La scuola non sembra interessare al neo eletto presidente della Camera dei deputati. Certamente non dipenderà da lui il suo avvenire, visto che dovrà solo dirigere il traffico parlamentare, ma dal futuro Governo che ci auguriamo dia un buon segnale nella nomina del ministro dell’istruzione: autorevole e preparato. E che non sia frutto di compromessi e spartizioni.
Se un accenno veloce lo ha fatto il presidente Ignazio La Russa al Senato, parlando di incidenti sul lavoro che hanno coinvolto perfino studenti, Lorenzo Fontana ha preferito confermare la sua predilezione per le autonomie locali, rafforzando la sua provenienza leghista, ma tralasciando appunto ciò che l’istruzione in una nazione unitaria può significare. Infatti, ci aspettavamo, dopo l’accenno orgoglioso alla sua disagiata provenienza, che sottolineasse l’importanza della scuola, lui che ha tre lauree, per emancipare i cittadini, consentendo a tutti di accedere ai più alti gradi istituzionali, come a lui è accaduto.

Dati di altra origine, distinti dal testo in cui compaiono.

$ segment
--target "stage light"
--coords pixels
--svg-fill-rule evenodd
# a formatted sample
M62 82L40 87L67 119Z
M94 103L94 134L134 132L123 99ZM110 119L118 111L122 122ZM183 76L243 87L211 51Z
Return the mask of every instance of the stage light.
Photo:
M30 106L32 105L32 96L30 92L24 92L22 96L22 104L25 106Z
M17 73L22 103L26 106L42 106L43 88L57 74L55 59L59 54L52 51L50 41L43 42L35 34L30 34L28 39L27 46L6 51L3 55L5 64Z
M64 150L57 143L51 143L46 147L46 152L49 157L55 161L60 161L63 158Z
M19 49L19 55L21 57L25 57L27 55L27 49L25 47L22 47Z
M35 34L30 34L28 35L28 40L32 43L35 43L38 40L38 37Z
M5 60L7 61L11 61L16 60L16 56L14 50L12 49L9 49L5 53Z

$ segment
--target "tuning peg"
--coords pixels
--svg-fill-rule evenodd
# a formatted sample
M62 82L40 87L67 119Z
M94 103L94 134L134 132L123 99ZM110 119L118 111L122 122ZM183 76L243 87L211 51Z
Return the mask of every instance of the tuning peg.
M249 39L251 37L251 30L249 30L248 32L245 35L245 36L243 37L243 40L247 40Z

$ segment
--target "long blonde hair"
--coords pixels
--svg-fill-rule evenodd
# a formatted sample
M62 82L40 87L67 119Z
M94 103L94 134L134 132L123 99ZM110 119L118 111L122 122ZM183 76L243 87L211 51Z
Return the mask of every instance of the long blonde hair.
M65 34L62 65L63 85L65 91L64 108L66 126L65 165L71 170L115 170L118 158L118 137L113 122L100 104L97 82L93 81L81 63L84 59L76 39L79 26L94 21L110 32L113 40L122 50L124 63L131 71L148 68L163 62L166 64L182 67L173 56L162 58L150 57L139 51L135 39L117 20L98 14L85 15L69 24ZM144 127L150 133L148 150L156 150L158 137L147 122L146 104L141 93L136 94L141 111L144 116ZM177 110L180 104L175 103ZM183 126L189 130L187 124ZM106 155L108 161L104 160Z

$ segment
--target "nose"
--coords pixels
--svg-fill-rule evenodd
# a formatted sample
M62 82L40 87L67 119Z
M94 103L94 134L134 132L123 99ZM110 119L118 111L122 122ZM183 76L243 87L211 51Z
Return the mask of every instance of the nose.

E invece è andato oltre, toccando altri argomenti, mentre si attende che la scuola entri a pieno titolo nell’agenda politica, riscattandola dalla sua perenne marginalità.
Fra l’altro i segnali provenienti dal discorso del neopresidente, fanno pensare a un appoggio consistente a una sorta di fondamentalismo che perfino la Chiesa sembra avere superato, ma che fanno immaginare un nuovo ritorno di interesse verso una scuola meno laica, meno tollerante e più chiusa verso le diversità culturali e religiose.
Vedremo che succederà con la nomina del ministro dell’Istruzione e di quale espressione politica sarà il frutto, considerato che finora nella maggioranza uscita dalle elezioni non pare si vada in stretta comunione di intendi.